Since 2006, this time of year brings all kinds of emotions. You see, November 8 was my 38th birthday. November 12th was my late husbands birthday. And November 17th, marks the three year anniversary of his passing.



Every year I relive some sadness. I grieve the life that ended too soon. I cry for myself, my son and every family member that has to live without his bright smile and loud belly laughs. But this year something is different. I feel the need to celebrate too. I celebrate myself, my new life and the chance to love again.


And I re-recognize a truth that I know but often forget: We really do get to have the lives we choose. Life happens, and sometimes it hurts like hell BUT I still get a choice. I can choose a new perspective, to change my mind, to worry myself or to let something go. I get to choose everyday. I guess the thing is what do I do with my choices?

I suppose I could choose to feel sad and spend my day in tears ( I certainly have a good reason), that's an option. Or maybe, I'll try to be all smiles and ignore the hint of sadness I feel. HMMMM, so many choices! Neither choice is good or bad. Either one could be right for me at any given time. I didn't cause this situation, and there is nothing I can do about the fact that time of year comes around every single year. But I do get to decide what I want to do with it.

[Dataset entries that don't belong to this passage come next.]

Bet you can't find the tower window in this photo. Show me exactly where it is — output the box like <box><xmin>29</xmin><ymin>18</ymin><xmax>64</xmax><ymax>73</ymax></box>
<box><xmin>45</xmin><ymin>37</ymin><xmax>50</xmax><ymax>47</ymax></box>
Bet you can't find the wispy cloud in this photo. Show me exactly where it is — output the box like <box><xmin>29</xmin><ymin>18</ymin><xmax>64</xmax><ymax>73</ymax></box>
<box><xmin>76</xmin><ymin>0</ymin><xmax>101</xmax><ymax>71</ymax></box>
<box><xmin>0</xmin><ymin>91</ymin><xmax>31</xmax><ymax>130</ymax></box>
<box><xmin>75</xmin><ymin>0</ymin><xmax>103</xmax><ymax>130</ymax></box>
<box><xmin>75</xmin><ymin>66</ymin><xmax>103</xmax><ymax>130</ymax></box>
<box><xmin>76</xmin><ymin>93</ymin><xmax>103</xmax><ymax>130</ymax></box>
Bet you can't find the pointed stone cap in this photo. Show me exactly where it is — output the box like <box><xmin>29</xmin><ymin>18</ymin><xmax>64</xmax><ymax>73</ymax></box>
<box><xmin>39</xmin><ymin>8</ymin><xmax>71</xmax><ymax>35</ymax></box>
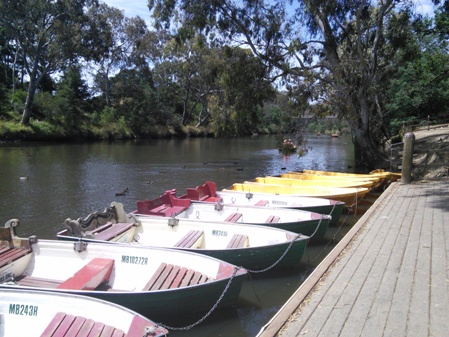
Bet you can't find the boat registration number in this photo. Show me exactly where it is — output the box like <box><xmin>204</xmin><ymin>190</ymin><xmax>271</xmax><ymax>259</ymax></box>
<box><xmin>9</xmin><ymin>303</ymin><xmax>38</xmax><ymax>316</ymax></box>
<box><xmin>212</xmin><ymin>230</ymin><xmax>228</xmax><ymax>237</ymax></box>
<box><xmin>121</xmin><ymin>255</ymin><xmax>148</xmax><ymax>265</ymax></box>
<box><xmin>272</xmin><ymin>200</ymin><xmax>288</xmax><ymax>205</ymax></box>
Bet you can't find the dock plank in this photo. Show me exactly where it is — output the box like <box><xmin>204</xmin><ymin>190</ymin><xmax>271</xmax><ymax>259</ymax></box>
<box><xmin>259</xmin><ymin>180</ymin><xmax>449</xmax><ymax>337</ymax></box>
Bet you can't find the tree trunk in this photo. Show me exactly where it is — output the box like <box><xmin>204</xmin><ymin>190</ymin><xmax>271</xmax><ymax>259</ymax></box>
<box><xmin>21</xmin><ymin>72</ymin><xmax>38</xmax><ymax>126</ymax></box>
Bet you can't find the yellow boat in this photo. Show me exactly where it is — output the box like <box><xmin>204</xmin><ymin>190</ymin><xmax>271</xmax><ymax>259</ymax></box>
<box><xmin>256</xmin><ymin>176</ymin><xmax>374</xmax><ymax>189</ymax></box>
<box><xmin>282</xmin><ymin>172</ymin><xmax>383</xmax><ymax>189</ymax></box>
<box><xmin>301</xmin><ymin>169</ymin><xmax>393</xmax><ymax>187</ymax></box>
<box><xmin>370</xmin><ymin>169</ymin><xmax>402</xmax><ymax>182</ymax></box>
<box><xmin>224</xmin><ymin>183</ymin><xmax>370</xmax><ymax>207</ymax></box>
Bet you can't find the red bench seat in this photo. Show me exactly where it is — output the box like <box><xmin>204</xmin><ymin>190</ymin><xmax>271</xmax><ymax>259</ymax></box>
<box><xmin>40</xmin><ymin>312</ymin><xmax>125</xmax><ymax>337</ymax></box>
<box><xmin>57</xmin><ymin>258</ymin><xmax>114</xmax><ymax>291</ymax></box>
<box><xmin>226</xmin><ymin>234</ymin><xmax>249</xmax><ymax>248</ymax></box>
<box><xmin>143</xmin><ymin>263</ymin><xmax>213</xmax><ymax>291</ymax></box>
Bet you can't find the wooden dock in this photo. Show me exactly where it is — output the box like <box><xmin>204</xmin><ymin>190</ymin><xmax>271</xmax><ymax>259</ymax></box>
<box><xmin>258</xmin><ymin>179</ymin><xmax>449</xmax><ymax>337</ymax></box>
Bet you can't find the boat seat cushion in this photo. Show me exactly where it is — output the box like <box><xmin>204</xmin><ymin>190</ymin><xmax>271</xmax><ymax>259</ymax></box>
<box><xmin>57</xmin><ymin>258</ymin><xmax>114</xmax><ymax>290</ymax></box>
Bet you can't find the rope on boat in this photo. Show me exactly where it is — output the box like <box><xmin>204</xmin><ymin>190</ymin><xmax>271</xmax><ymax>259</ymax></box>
<box><xmin>156</xmin><ymin>266</ymin><xmax>243</xmax><ymax>332</ymax></box>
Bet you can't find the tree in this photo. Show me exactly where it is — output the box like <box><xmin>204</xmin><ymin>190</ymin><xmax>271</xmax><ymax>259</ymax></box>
<box><xmin>209</xmin><ymin>46</ymin><xmax>275</xmax><ymax>136</ymax></box>
<box><xmin>148</xmin><ymin>0</ymin><xmax>419</xmax><ymax>168</ymax></box>
<box><xmin>154</xmin><ymin>34</ymin><xmax>219</xmax><ymax>126</ymax></box>
<box><xmin>0</xmin><ymin>0</ymin><xmax>101</xmax><ymax>125</ymax></box>
<box><xmin>386</xmin><ymin>10</ymin><xmax>449</xmax><ymax>133</ymax></box>
<box><xmin>54</xmin><ymin>65</ymin><xmax>90</xmax><ymax>128</ymax></box>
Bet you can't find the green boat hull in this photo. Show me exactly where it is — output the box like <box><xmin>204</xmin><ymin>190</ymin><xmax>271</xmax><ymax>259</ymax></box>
<box><xmin>1</xmin><ymin>275</ymin><xmax>246</xmax><ymax>323</ymax></box>
<box><xmin>263</xmin><ymin>217</ymin><xmax>330</xmax><ymax>243</ymax></box>
<box><xmin>179</xmin><ymin>237</ymin><xmax>309</xmax><ymax>270</ymax></box>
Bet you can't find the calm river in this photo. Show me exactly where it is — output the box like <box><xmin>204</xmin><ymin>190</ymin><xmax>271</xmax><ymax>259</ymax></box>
<box><xmin>0</xmin><ymin>134</ymin><xmax>355</xmax><ymax>336</ymax></box>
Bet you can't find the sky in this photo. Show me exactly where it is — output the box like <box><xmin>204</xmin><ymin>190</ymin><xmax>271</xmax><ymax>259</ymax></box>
<box><xmin>103</xmin><ymin>0</ymin><xmax>437</xmax><ymax>25</ymax></box>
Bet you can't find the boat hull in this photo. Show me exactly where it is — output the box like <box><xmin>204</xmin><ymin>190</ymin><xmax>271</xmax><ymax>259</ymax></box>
<box><xmin>0</xmin><ymin>288</ymin><xmax>168</xmax><ymax>337</ymax></box>
<box><xmin>224</xmin><ymin>183</ymin><xmax>369</xmax><ymax>207</ymax></box>
<box><xmin>0</xmin><ymin>235</ymin><xmax>247</xmax><ymax>322</ymax></box>
<box><xmin>251</xmin><ymin>176</ymin><xmax>374</xmax><ymax>189</ymax></box>
<box><xmin>135</xmin><ymin>203</ymin><xmax>330</xmax><ymax>242</ymax></box>
<box><xmin>59</xmin><ymin>214</ymin><xmax>310</xmax><ymax>270</ymax></box>
<box><xmin>176</xmin><ymin>181</ymin><xmax>345</xmax><ymax>225</ymax></box>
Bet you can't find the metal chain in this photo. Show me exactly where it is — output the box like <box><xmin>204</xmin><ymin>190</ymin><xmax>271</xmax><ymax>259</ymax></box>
<box><xmin>245</xmin><ymin>234</ymin><xmax>300</xmax><ymax>274</ymax></box>
<box><xmin>157</xmin><ymin>266</ymin><xmax>242</xmax><ymax>331</ymax></box>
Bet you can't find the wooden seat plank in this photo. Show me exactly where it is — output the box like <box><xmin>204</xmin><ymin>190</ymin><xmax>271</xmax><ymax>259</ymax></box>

I think today, I'll choose to smile and be grateful for the life I have. I choose to do it with a tinge of sadness, but I will rejoice none the less. I will continue learning to appreciate the past, while looking forward to my future. Finding hope in the fact that, although I don't control everything, I do get a choice. And the best part is: How I use my choice is up to me.

How are you using your choices?

Friday, November 6, 2009

The Self Love Bug Keeps Bitting!

Falling in love with myself has been my obsession for the last week or so. I constantly find myself thinking about it. I catch myself saying things that are not so "loving" to myself. I then have to make the effort to correct my negative comment. So, when I look at myself in the mirror and think, with disgust, just look at that cellulite these thighs, I now know how self-defeating that is. They may have a little cellulite, but guess what? I've also discovered that they look pretty darn good in a pair of leggings! So that's what I'll try to remind myself of from now on.

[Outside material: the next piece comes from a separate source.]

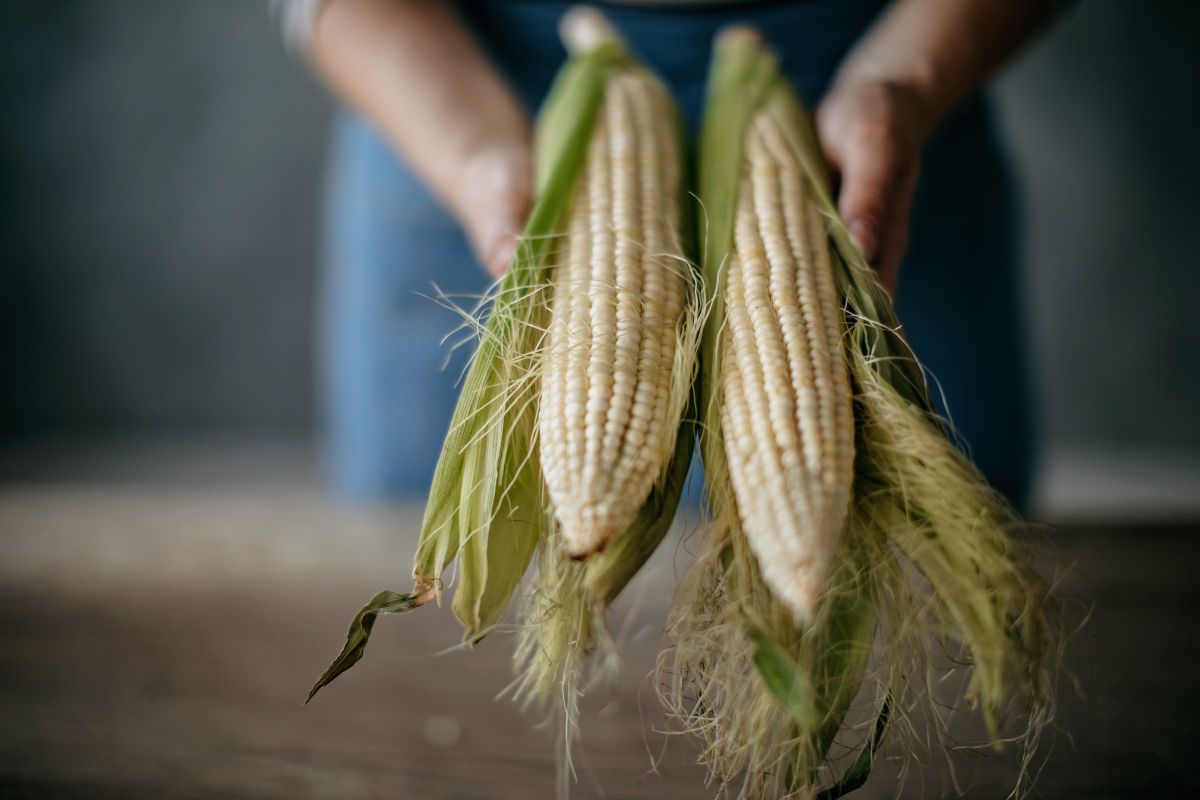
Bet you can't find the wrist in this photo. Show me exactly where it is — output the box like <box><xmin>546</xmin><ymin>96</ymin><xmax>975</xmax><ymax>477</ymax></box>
<box><xmin>824</xmin><ymin>69</ymin><xmax>941</xmax><ymax>147</ymax></box>
<box><xmin>831</xmin><ymin>35</ymin><xmax>980</xmax><ymax>141</ymax></box>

I actually read something this week that talked about how self- depreciation can actually foster a sense of unity among women. At first I balked at the idea, then I really began to think about it. Is there some truth to this theory?

Why is it so hard for women to accept a compliment and just say, thank you? Why is the reply often something like, "What, this old thing? " Or when someone says, "Wow you've really lost weight", why are we compelled to respond with something like, "Yeah, thanks, but I've still got to get those last five pounds off." Why do we feel the need to explain away what makes us beautiful and special?

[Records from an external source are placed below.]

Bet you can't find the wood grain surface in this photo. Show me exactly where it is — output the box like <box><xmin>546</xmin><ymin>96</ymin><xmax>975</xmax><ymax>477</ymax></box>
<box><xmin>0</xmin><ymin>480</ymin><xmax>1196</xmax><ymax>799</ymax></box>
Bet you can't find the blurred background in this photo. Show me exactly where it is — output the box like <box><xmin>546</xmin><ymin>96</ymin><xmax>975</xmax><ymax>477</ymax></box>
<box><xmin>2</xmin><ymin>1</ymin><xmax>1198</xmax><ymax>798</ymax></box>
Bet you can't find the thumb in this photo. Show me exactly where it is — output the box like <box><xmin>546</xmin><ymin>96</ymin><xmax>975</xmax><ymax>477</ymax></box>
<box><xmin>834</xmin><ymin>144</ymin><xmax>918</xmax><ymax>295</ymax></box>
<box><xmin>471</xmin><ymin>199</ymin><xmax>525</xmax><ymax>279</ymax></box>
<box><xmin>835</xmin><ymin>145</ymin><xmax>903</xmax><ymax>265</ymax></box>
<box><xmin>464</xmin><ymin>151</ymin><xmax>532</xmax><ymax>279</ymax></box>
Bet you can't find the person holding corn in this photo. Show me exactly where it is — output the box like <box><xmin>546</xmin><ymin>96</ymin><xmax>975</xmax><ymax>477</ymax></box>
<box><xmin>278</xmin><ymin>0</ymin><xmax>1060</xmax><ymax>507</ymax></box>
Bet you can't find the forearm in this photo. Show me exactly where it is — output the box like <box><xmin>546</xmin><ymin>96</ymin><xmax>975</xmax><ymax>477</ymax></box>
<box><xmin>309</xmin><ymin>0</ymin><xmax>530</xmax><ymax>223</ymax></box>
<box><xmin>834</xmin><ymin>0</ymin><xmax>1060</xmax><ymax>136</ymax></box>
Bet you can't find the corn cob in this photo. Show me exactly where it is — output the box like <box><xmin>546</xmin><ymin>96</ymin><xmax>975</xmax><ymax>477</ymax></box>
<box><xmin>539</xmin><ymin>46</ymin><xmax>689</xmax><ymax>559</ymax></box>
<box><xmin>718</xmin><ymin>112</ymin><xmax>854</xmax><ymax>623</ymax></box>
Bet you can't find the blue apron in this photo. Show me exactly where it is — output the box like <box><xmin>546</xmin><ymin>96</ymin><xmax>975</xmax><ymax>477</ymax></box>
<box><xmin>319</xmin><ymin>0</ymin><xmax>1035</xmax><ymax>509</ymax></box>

I think the answer lies somewhere in a poem that I love by Mary Ann Williamson:

"Our deepest fear is not that we are inadequate. Our deepest fear is that we are powerful beyond measure. It is our light , not our darkness, that most frightens us. We ask ourselves, who am I to be brilliant, gorgeous, talented and fabulous?
Actually, who are you not to be?
You are a child of God. Your playing small doesn't serve the world. There's nothing enlightened about shrinking so that other people won't feel insecure around you.
We were born to make and manifest the Glory of God that is within us. It's not just in some of us; it's in everyone. And as we let our own light shine, we unconsciously give other people permission to do the same. As we are liberated from our own fear, our presence automatically liberates others."

My question to you today is: Who are you not to be BRILLIANT, GORGEOUS AND TALENTED? If you are indeed a child of God, what keeps you playing yourself small? Think of 5 ways to begin showing more kindness to your self and start RIGHT AWAY! Your gift's are too precious to hide from yourself and the world!